Combien je regrette Mon bras si dodu, Ma jambe bien faite, Et le temps perdu ! Combien je regrette Mon bras si dodu, Ma jambe bien faite, Et le temps perdu !
[- Quoi ! Maman, vous n´étiez pas sage ? - Non, vraiment, et de mes appas, Seule à quinze ans, j´appris l´usage, Car, la nuit, je ne dormais pas.
Combien je regrette Mon bras si dodu, Ma jambe bien faite, Et le temps perdu !
Combien je regrette Mon bras si dodu, Ma jambe bien faite, Et le temps perdu !
- Maman, vous aviez le cœur tendre ? - Oui, si tendre, qu´à dix-sept ans, Lindor ne se fit pas attendre, Et qu´il n´attendit pas longtemps.]
- Maman, Lindor a su vous plaire ? - Oui, seul, il me plut quatre mois. Mais, bientôt, j´estimai Valère, Et fis deux heureux à la fois.
- Quoi ! Maman, deux amants ensemble ! - Oui, mais chacun d´eux me trompa. Plus fine alors qu´il ne vous semble,
J´épousai votre grand-papa.
- Maman, que lui dit la famille ? - Rien, mais un mari plus sensé Eût pu connaître, à la coquille, Que l´œuf était déjà cassé.
[- Maman, lui fûtes-vous fidèle ? - Oh ! Sur cela, je me tais bien. A moins qu´à lui Dieu ne m´appelle, Mon confesseur n´en saura rien.

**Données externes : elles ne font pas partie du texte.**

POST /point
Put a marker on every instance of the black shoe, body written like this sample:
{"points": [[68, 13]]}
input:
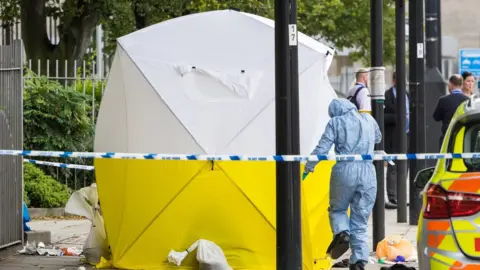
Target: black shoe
{"points": [[390, 205], [357, 266], [339, 245]]}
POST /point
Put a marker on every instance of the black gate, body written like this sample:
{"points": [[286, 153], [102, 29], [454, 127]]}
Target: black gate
{"points": [[11, 138]]}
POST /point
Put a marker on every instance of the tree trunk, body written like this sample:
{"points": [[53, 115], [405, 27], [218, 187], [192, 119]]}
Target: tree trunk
{"points": [[74, 34], [140, 16]]}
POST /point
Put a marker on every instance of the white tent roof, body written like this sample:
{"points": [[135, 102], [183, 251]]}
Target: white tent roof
{"points": [[205, 83]]}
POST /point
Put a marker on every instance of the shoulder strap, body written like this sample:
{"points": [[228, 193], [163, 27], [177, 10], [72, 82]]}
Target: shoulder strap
{"points": [[358, 90]]}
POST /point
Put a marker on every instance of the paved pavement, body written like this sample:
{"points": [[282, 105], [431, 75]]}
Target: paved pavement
{"points": [[73, 233]]}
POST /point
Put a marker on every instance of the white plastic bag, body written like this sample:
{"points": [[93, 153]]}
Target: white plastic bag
{"points": [[84, 202], [209, 255]]}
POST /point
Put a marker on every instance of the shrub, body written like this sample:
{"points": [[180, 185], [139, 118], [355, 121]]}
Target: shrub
{"points": [[43, 191], [58, 118]]}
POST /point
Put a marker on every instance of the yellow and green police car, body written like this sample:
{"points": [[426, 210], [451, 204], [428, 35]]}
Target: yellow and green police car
{"points": [[449, 224]]}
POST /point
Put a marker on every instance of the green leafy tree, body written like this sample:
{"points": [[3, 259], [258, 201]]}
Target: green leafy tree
{"points": [[41, 190], [58, 118]]}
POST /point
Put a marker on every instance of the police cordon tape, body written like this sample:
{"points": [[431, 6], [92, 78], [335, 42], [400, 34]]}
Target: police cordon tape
{"points": [[60, 165], [191, 157]]}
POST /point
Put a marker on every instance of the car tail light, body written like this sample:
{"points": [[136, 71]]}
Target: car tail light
{"points": [[442, 204]]}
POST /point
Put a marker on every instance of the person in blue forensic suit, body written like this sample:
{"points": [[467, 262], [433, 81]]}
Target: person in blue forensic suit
{"points": [[353, 183]]}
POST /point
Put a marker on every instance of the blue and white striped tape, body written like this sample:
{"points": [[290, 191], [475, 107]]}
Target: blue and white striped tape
{"points": [[60, 165], [150, 156]]}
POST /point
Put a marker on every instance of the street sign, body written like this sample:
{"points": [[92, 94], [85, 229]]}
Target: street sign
{"points": [[469, 60]]}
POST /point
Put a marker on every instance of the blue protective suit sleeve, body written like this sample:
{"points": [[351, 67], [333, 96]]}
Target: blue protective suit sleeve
{"points": [[323, 146]]}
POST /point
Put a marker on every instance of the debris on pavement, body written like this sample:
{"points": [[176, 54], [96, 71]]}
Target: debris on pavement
{"points": [[42, 250]]}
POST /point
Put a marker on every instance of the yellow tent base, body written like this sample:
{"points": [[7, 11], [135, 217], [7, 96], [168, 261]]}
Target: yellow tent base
{"points": [[151, 207]]}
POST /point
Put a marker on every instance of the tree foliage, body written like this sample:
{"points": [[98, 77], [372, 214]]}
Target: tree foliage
{"points": [[58, 118], [345, 23], [43, 191]]}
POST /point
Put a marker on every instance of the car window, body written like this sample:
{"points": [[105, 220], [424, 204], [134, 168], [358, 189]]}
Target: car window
{"points": [[471, 144]]}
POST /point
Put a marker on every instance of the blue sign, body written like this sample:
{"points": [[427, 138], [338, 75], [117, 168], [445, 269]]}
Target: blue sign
{"points": [[470, 61]]}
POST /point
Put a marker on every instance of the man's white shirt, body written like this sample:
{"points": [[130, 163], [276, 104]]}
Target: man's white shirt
{"points": [[364, 100]]}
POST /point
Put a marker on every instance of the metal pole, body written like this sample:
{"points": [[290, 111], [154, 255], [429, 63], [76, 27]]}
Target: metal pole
{"points": [[378, 98], [295, 133], [435, 85], [289, 254], [439, 34], [417, 98], [99, 51], [431, 18], [401, 109]]}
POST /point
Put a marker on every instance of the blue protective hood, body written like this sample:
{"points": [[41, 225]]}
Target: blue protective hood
{"points": [[340, 106]]}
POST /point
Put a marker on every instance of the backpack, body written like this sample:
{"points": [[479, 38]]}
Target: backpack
{"points": [[353, 98]]}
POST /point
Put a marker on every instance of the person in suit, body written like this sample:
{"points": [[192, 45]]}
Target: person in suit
{"points": [[391, 139], [447, 105]]}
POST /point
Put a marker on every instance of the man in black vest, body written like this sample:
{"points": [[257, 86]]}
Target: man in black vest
{"points": [[447, 105], [391, 139]]}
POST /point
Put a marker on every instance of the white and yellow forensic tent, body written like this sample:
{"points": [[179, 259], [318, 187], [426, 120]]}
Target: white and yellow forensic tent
{"points": [[205, 84]]}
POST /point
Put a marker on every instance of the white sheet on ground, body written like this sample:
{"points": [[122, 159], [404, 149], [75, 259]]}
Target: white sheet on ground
{"points": [[84, 202]]}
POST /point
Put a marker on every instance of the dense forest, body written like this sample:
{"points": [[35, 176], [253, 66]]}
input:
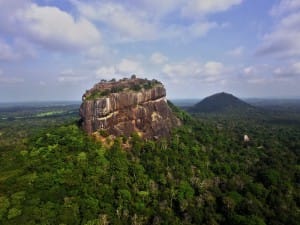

- Bien tard, maman, vous fûtes veuve ? - Oui, mais, grâce à ma gaîté, Si l´église n´était plus neuve, Le saint n´en fut pas moins fêté.]
- Comme vous, maman, faut-il faire ?
- Euh ! Mes petits-enfants, pourquoi, Quand j´ai fait comme ma grand-mère, Ne feriez-vous pas comme moi ?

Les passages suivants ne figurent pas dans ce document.